Al and the crew working the roof.
Finally things have started in the last phase of renovation.
However, plans have drastically changed. My spouse of 16 years has left me for an affair with a married woman w 2 kids in California. They re-united on Facebook, bitching about their respective bad marriages and it started from there.
She swore to me in a text in August that she was ashamed, and did not want to have her kids to come from a broken marriage and was gonna stop all contact w Jon.
She was gonna fix her marriage.
J is an airline pilot and all his trips with overnight stays were to san diego, where she lives.
But the gut is a wise and knowledgable instinct, I have read that the 6th sense, intuition or whatever you call is is actually your soul.

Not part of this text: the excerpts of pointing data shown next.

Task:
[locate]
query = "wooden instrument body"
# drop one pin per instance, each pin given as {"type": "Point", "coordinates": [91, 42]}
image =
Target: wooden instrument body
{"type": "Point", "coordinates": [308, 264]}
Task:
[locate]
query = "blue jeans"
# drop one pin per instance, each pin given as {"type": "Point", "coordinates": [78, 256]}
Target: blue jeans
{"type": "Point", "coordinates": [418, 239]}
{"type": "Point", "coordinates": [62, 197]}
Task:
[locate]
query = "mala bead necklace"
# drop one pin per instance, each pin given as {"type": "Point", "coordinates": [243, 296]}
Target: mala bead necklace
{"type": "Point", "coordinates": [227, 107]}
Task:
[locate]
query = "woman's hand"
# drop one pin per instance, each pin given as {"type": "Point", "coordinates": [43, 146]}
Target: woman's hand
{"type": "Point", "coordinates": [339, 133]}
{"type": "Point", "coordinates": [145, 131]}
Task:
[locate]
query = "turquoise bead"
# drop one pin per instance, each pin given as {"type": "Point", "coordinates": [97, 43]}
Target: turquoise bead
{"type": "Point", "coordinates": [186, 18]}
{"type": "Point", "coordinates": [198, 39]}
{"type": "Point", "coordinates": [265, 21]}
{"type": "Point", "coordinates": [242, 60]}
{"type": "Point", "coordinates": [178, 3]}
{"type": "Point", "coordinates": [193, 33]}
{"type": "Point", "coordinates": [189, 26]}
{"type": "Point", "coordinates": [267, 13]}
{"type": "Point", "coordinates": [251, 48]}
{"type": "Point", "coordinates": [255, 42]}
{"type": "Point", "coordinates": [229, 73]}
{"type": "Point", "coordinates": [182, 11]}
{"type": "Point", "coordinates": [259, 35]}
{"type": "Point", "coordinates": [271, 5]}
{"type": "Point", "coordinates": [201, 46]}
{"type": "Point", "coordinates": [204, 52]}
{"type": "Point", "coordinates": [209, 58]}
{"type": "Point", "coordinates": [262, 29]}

Mine said to me: trust, but verify---in fact, that was a lesson taught to me in residency. That way, you made sure your patient was always safe and getting the care they needed and deserved.

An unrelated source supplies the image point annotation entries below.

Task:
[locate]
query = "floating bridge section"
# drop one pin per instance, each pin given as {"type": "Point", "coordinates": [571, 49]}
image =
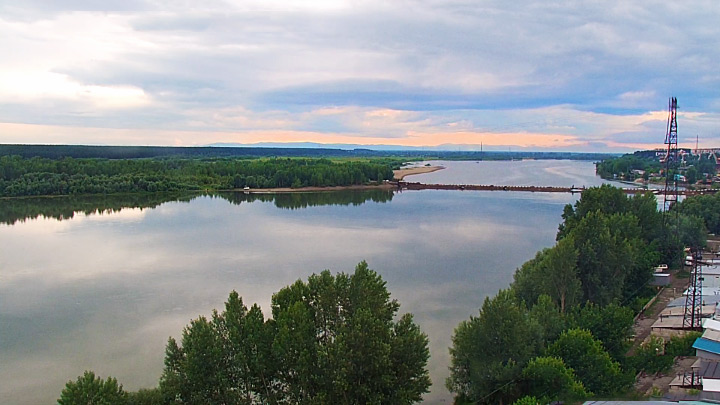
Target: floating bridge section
{"type": "Point", "coordinates": [403, 185]}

So I enlisted the help of some seal team friends.
They obtained irrefutable proof that on 9/11/16 neither one of them has any remaining integrity or honor.
I wonder if you can ever regain those characteristics once you loose them?

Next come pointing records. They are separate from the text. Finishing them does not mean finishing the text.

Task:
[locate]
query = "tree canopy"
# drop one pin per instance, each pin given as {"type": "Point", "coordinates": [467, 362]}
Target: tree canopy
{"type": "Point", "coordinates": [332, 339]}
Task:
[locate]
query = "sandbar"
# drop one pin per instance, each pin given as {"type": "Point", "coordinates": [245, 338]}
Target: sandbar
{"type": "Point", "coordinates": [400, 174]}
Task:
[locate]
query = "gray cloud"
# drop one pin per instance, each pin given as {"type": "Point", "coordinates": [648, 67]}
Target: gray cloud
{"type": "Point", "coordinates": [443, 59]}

I've never felt very honorable, however, I do hold strong beliefs about duty and for me, I think honor means keeping your promises, doing what you say you will do. Siri says: adherence to what is right, to fulfill an obligation, so I suppose my definition is correct.
So now the beach house is all I have.
Maybe it will be done by winter. I hope so. It was cold here last winter. And I'm sure I won't be running off to Key West for a week like we did the past 2 years.
We spent close to 70K on architect fees, soil borings, surveyors fees, structural engineers, for naught. No cool contemporary house will be built. In fact, I just went to another flood zone meeting this Monday. If there is not permit in the city by 17FEB17, the opportunity to build on that lot is gonna go away.
Now I spend all my money on therapists, life coaches and shamans.
I gave up drinking any alcohol, because it doesn't make the pain go away. And amazingly I have lost now over 20#. I weighed 113# last time I checked, now I'm getting too thin, but that's just from lack of appetite.
I cry everyday, but I have a saying taped to my wall: "Even if I have to cry everyday for a couple of years, its better than having a frozen heart."
"Sometimes when the people you love hurt you the most, it's better to stay quiet because, if your love wasn't enough....Do you think your words will matter?"
But then....
"Have enough courage to trust love one more time and always one more time" Maya Angelou
Talk about mixed messages.
Normal is an illusion, what is normal for the spider is chaos for the fly.
When a person tells you that you hurt them, you don't get to decide that you didn't.
and then: We live on a blue planet that circles around a ball of fire next to a moon that moves the sea, and you don't believe in miracles?
Trust is earned, respect is given, and loyalty is demonstrated. Betrayal of any one of those is to lose all three.
God can restore what is broken and change it into something amazing. All you need is faith.